Cicéron attaque avec une précision et un talent oratoire qui restent aujourd’hui encore comme un modèle de plaidoiries, conservées sous le nom de Verrines (In Verrem en latin, « contre Verrès »). En deux semaines, il fait défiler des centaines de témoins et produit des témoignages accablants, venus de toute la Sicile et d’ailleurs : veuves éplorées, prêtres volés, héritiers spoliés, pères en deuil…
Cicéron en fait d’ailleurs des caisses et ne recule pas devant des attaques moins élégantes comme lorsqu’il se moque du nom de Verrès (« le porc », littéralement). Pourtant, les faits sont si accablants que Verrès se fait porter malade avant de fuir de toute urgence à Marseille, emportant avec lui une partie de sa fortune.
Symboliquement, la victoire est totale. Pourtant, Verrès ne sera jamais puni : il vivra tranquillement 17 ans de plus sans jamais être inquiété. Une once de morale tout de même : c’est paraît-il pour avoir refusé de céder quelques vases luxueux à Marc-Antoine, au lendemain de la mort de César, qu’il finira assassiné au cours des troubles qui suivirent l’assassinat de César.

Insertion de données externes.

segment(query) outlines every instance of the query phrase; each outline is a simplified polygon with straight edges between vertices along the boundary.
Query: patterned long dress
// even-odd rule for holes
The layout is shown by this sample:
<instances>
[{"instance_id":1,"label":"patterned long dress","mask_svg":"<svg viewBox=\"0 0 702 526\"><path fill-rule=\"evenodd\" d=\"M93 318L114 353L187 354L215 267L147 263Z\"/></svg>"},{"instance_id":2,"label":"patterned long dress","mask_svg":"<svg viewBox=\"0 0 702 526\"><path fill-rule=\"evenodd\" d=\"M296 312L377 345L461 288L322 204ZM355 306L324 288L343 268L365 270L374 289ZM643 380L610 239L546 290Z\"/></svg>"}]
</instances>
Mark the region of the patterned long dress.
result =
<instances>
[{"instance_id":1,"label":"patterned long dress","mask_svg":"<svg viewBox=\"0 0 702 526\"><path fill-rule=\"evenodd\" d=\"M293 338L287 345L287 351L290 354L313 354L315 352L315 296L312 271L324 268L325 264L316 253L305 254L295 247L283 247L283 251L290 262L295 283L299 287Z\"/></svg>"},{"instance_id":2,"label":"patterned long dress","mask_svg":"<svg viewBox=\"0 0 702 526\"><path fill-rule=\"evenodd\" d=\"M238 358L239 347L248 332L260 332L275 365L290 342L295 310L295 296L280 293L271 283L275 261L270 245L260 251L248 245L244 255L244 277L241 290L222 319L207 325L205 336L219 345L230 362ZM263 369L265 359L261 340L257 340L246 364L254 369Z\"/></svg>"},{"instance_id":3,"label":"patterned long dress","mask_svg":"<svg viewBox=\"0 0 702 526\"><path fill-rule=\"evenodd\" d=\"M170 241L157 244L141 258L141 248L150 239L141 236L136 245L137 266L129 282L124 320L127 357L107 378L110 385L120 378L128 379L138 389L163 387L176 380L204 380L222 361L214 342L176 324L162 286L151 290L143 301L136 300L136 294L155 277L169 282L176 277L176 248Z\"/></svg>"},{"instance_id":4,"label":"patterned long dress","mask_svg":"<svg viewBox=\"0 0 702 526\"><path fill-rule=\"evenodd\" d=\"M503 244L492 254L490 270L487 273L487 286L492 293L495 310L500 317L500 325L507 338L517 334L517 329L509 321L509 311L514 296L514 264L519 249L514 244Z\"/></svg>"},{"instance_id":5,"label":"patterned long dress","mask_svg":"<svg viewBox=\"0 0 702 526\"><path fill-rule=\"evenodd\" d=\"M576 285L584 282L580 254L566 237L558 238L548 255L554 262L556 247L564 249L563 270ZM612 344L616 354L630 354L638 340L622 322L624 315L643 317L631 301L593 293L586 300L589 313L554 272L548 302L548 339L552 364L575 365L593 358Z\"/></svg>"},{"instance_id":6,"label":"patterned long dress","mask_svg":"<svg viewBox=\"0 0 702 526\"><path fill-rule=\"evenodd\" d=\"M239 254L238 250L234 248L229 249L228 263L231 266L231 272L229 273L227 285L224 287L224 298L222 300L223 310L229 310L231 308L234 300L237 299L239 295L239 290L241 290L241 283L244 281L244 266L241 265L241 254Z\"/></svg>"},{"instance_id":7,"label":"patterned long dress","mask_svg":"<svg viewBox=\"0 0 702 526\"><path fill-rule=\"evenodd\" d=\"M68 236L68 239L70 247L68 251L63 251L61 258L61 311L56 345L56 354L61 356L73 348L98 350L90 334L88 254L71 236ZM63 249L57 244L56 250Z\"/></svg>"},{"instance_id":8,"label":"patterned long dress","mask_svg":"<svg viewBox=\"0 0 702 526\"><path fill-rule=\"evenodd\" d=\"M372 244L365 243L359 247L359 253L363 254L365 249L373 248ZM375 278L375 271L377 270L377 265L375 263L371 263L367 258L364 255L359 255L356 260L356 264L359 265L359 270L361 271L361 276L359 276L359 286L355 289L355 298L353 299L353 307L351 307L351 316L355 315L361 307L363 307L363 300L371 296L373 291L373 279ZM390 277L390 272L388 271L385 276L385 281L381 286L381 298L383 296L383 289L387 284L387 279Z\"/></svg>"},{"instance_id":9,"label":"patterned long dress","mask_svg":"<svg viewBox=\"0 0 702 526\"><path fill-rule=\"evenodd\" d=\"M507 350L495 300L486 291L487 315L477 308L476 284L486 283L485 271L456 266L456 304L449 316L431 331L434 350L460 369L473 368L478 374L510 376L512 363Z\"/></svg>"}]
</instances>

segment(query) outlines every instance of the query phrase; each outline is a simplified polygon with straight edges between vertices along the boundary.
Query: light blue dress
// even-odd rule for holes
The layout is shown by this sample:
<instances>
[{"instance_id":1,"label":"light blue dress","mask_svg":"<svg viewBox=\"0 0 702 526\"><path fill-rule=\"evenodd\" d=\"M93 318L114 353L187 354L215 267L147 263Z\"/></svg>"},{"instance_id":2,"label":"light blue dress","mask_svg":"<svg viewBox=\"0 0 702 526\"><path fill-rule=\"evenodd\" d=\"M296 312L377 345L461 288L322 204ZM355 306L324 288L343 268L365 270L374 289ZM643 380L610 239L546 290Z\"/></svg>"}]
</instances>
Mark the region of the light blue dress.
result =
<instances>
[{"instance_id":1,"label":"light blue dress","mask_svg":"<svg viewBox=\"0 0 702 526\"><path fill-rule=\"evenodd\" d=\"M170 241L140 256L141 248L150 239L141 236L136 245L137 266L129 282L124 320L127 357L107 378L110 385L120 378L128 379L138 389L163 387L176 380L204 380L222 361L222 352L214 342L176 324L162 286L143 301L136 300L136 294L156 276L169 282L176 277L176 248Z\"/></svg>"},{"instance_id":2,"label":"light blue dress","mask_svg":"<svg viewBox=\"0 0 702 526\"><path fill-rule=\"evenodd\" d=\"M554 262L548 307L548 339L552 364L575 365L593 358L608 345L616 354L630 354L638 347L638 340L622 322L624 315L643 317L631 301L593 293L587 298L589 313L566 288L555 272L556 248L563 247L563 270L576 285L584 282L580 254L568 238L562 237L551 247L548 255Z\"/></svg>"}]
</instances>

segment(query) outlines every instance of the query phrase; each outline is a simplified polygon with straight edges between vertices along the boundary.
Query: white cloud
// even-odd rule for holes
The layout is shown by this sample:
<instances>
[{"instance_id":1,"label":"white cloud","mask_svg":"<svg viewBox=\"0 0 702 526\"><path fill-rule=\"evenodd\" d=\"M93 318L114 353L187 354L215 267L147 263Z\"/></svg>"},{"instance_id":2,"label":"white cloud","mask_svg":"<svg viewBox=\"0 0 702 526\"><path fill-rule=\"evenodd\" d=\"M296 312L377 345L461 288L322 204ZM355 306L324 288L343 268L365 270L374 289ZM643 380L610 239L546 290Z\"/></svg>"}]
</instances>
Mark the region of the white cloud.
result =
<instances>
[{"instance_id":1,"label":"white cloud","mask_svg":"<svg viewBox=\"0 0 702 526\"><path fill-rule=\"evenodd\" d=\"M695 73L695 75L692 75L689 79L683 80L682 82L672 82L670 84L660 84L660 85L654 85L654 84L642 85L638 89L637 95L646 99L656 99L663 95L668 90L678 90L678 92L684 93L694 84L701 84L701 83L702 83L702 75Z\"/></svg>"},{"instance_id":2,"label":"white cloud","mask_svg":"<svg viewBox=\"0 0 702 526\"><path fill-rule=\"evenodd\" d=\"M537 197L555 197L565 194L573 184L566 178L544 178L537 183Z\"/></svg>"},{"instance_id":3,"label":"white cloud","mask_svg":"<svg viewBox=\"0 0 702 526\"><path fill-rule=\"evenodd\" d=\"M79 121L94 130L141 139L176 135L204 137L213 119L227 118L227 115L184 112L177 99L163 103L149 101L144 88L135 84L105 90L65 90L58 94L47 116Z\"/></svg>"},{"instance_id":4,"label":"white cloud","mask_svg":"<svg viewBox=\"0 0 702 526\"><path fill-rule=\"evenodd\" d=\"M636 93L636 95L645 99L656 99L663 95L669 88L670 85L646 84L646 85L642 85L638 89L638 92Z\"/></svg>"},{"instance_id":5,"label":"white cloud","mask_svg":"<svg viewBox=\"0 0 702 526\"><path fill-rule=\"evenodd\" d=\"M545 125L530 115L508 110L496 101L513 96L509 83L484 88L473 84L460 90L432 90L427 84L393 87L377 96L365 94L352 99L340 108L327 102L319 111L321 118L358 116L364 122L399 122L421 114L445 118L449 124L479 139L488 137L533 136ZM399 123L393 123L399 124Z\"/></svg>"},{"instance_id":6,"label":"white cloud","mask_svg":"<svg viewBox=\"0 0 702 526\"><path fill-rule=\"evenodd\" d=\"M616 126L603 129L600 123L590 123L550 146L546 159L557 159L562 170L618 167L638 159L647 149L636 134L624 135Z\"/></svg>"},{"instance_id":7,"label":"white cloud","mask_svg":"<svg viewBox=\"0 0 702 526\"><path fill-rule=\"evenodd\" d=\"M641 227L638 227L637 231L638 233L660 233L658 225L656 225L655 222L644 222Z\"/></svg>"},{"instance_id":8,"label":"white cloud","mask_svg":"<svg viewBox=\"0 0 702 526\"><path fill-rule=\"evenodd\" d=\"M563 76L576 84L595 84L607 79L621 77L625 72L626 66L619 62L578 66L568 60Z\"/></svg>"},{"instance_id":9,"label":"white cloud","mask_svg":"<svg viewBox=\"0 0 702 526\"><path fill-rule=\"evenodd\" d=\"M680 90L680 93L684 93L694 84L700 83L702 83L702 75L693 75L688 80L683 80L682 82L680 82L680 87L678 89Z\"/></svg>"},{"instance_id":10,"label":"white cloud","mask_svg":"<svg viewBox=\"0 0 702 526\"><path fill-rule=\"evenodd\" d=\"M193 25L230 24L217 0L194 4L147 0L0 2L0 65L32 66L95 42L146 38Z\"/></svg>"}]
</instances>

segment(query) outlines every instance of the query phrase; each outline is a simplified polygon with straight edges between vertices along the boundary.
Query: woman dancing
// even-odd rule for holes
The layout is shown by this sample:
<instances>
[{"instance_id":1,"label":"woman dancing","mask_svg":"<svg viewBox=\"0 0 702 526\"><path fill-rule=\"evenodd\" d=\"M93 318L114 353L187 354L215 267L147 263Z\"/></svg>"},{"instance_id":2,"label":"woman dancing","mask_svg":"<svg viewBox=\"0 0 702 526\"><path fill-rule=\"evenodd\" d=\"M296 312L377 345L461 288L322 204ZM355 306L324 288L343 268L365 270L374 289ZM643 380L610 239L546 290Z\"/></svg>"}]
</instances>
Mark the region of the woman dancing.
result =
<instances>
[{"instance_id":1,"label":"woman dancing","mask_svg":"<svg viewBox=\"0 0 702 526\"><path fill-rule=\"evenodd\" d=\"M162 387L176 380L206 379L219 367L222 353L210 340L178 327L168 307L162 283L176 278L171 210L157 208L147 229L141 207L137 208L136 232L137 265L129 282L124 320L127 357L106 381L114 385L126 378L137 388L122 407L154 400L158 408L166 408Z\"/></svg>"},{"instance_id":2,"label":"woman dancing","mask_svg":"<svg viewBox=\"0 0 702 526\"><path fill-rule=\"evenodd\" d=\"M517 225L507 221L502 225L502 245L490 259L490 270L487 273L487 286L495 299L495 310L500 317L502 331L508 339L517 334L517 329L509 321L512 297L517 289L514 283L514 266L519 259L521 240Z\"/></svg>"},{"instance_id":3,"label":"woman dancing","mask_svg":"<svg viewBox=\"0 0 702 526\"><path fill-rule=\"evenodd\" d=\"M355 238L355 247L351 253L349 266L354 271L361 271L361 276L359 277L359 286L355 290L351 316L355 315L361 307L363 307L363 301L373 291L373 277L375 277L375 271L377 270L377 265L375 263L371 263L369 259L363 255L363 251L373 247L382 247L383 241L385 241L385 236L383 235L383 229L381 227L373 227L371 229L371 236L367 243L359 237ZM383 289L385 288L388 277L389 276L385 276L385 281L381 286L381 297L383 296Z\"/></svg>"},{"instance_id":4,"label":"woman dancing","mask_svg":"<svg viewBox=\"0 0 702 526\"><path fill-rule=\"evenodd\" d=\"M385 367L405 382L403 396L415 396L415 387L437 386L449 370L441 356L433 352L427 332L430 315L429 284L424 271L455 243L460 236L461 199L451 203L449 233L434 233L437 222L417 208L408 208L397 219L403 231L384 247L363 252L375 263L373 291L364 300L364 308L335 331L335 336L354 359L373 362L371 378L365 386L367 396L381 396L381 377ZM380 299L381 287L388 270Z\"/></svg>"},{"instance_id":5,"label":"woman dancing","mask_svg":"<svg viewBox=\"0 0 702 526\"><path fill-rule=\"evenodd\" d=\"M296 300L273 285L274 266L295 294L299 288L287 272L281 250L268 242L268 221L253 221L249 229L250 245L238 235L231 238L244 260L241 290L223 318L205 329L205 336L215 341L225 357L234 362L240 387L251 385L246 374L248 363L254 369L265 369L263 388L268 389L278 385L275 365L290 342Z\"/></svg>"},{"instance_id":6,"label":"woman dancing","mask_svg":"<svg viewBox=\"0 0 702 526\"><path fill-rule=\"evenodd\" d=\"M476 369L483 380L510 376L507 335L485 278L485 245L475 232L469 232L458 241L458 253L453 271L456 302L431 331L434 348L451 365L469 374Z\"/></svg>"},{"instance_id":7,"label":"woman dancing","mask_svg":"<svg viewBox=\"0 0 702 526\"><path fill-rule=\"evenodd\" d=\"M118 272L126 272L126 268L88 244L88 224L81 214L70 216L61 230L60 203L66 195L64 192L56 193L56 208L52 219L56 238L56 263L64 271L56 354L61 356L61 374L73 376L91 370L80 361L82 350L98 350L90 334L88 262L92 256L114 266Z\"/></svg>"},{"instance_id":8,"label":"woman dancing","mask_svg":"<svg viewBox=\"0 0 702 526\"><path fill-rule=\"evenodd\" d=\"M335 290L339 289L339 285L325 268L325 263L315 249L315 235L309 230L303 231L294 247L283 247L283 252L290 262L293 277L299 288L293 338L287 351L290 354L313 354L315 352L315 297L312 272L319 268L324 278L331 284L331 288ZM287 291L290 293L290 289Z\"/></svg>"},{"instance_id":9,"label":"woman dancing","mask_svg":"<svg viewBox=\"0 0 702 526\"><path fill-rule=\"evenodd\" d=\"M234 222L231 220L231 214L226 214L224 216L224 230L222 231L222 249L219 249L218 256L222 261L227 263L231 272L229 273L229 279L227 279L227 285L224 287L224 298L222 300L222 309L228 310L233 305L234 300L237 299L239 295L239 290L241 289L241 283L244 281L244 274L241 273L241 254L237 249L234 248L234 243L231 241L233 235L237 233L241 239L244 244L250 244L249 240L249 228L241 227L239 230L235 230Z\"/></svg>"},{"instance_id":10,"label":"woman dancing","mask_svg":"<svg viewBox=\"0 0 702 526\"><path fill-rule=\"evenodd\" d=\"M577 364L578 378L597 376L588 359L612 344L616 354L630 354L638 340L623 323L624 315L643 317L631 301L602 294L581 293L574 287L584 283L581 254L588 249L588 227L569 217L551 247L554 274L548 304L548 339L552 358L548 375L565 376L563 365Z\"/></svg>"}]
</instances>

Reste à savoir si Verrès fut une exception – et il semble malheureusement que non. Jusqu’à son procès au moins, l’idée qu’une charge publique soit un moyen de s’enrichir ne semble pas choquer grand monde chez les optimates. Surtout hors d’Italie, loin des regards d’une population parfois prompte à s’échauffer devant les turpitudes des puissants. Une tendance que déplorait déjà 60 ans plus tôt l’un des Gracques, reprochant aux patriciens nommés dans les provinces de « partir avec des amphores pleines de vin pour les rapporter pleine d’argent ».